The effect of GnRH-I agonists on ovarian angiogenesis and their regulation is still largely unknown. By using a rat model of ovarian hyperstimulation syndrome (OHSS), Kitajima et al. have shown that the treatment with a GnRH-I agonist reduces ovarian vascular permeability and that this effect seems to be mediated by an increase in the expression of the tight junction protein claudin (Kitajima et al., 2004, Kitajima et al., 2006). Moreover, we have previously reported that a decline of the levels of VEGFA and its receptor Flk-1/KDR and ANGPT-1 by effect of GnRH-I agonist administration in prepubertal pregnant mare serum gonadotropin (PMSG)-treated rats is one of the mechanisms involved in the apoptosis of ovarian cells, and that this suggests an intraovarian role of an endogenous GnRH-like peptide in follicular development induced by gonadotropins (Parborell et al., 2008).
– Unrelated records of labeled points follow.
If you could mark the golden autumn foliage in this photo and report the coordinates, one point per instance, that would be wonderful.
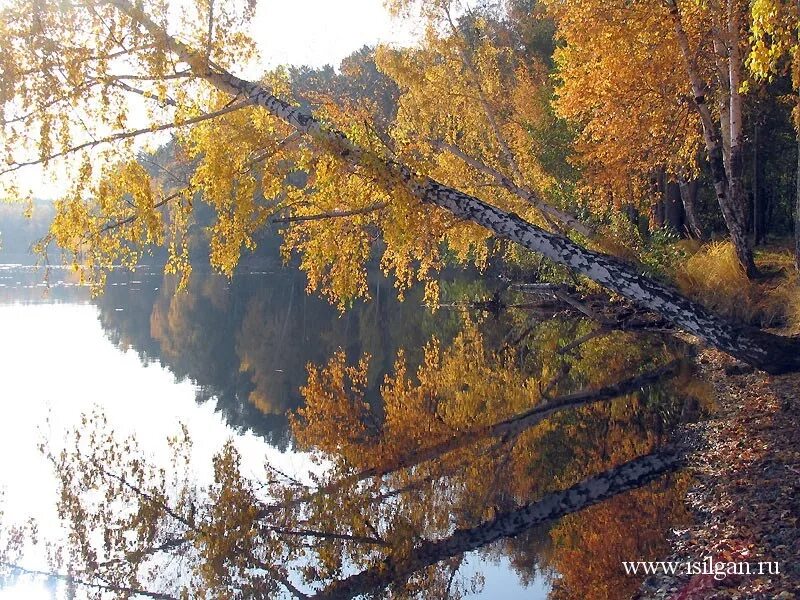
(589, 548)
(622, 82)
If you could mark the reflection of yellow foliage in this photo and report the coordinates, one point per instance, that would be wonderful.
(589, 547)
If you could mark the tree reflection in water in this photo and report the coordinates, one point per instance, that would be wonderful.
(469, 442)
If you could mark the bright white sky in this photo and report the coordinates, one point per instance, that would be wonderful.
(296, 32)
(319, 32)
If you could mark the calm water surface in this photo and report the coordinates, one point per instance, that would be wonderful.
(227, 359)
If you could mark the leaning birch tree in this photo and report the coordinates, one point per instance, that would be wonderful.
(69, 68)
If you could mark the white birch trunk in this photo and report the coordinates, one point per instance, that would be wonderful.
(766, 351)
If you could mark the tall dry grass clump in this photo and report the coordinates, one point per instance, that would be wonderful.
(713, 276)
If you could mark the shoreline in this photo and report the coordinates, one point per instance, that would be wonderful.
(745, 495)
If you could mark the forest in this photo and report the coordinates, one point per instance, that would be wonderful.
(541, 299)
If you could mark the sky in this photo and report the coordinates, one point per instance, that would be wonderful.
(293, 32)
(319, 32)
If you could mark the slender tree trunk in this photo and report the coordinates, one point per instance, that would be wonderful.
(673, 208)
(797, 205)
(759, 231)
(397, 569)
(688, 192)
(766, 351)
(729, 191)
(737, 194)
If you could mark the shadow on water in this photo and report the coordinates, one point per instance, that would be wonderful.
(442, 433)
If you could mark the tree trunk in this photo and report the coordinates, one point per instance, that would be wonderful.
(688, 191)
(759, 224)
(766, 351)
(729, 191)
(591, 491)
(673, 208)
(737, 196)
(797, 205)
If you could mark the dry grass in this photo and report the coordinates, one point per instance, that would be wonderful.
(713, 276)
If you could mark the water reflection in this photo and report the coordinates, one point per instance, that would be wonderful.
(426, 425)
(246, 342)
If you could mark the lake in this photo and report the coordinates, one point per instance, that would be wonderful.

Presently, there is no cure for OHSS, and only preventive strategies are available. GnRH antagonists and/or GnRH agonists are now used for the treatment of OHSS (Dal Prato and Borini, 2005, Humaidan, 2009, Ragni et al., 2005). However, so far, no report has studied the in vivo effect of GnRH-I agonists on luteal development, luteal blood vessel stabilization, apoptosis and proliferation in the ovary from a rat model of OHSS. Therefore, the main purpose of this study was to investigate the in vivo effects of a GnRH-I agonist on steroidogenesis, peritoneal VEGF concentrations, FLK-1, ANGPT-1, ANGPT-2 and Tie-2 protein levels, luteal vascular stability, luteal development, apoptosis and proliferation in ovaries from an immature OHSS rat model stimulated by PMSG and hCG.